Alain Lawson, détenteur d’un cybercafé, utilise ce joyau technologique qui suscite beaucoup d’engouement même au-delà des frontières du Togo. « Je peux vous affirmer aujourd’hui que ma clientèle commence par s’adapter à cet appareil jadis inconnu au Togo, voire en Afrique. De plus en plus de gens viennent pour imprimer des gadgets personnalisés ». Les pêcheurs du port de pêche de Lomé ont aussi bénéficié des services de cette innovation. Aujourd’hui, ils utilisent des aiguilles en plastique imprimées à partir de l’imprimante 3D Wafate pour coudre leurs filets.
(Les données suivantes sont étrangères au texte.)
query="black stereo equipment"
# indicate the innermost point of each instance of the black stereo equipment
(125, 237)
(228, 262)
M. Afate ambitionne aussi de fournir les hôpitaux en prothèses et autres produits chirurgicaux imprimés à base de cet appareil, à partir de cette année.

Un coupe-légumes «made in Togo»

Installé dans un quartier populaire de Sokodé, une ville située à environ 340 kilomètres de la capitale togolaise, l’atelier Guémaconception de M. Guéma Timothée, un ancien professeur de Science physique, fabrique des appareils à usage domestique et professionnel. « J’ai mis au point cet appareil similaire à un coupe-légumes pour alléger certaines tâches culinaires des femmes togolaises qui passent beaucoup plus de temps à couper les fruits et légumes avant la cuisson », a expliqué M. Guéma dont l’invention a le vent en poupe.

Mlle Aïcha Dermane, qui s’active à couper du gombo avec cet appareil, en fait les éloges. « Cet appareil équipé de lames sert à couper en tranches des légumes et fruits. Je coupe du gombo pour la cuisson de la sauce. On peut couper des tas en un temps record ». Pour M. Guéma, les Africains doivent s’inspirer du transfert des technologies afin de fabriquer des appareils adaptés aux réalités africaines. Il a aussi mis au point une couveuse numérique avec régulation et affichage automatique de la température pouvant contenir jusqu’à 4 000 œufs, qui a remporté un prix au salon africain de l’invention.

Faire du Togo un pole technologique

Les autorités togolaises ne sont pas restées impassibles face à cette tendance révolutionnaire et technologique qui permet l’émergence d’une nouvelle classe de jeunes entrepreneurs au Togo. Ainsi, plusieurs initiatives à l’instar du Fonds d’Appui pour l’Initiative des Jeunes (FAIEJ) sont prises pour accompagner financièrement et techniquement ces jeunes inventeurs togolais. Pour sa part, le ministère des Télécommunications et de l’Economie numérique envisage de transformer le pays en un pôle technologique. Ceci, grâce à la détection des talents au sein de ces jeunes inventeurs togolais. Toutefois, ces jeunes inventeurs des appareils « low-cost » redoutent le fléau de la contrefaçon.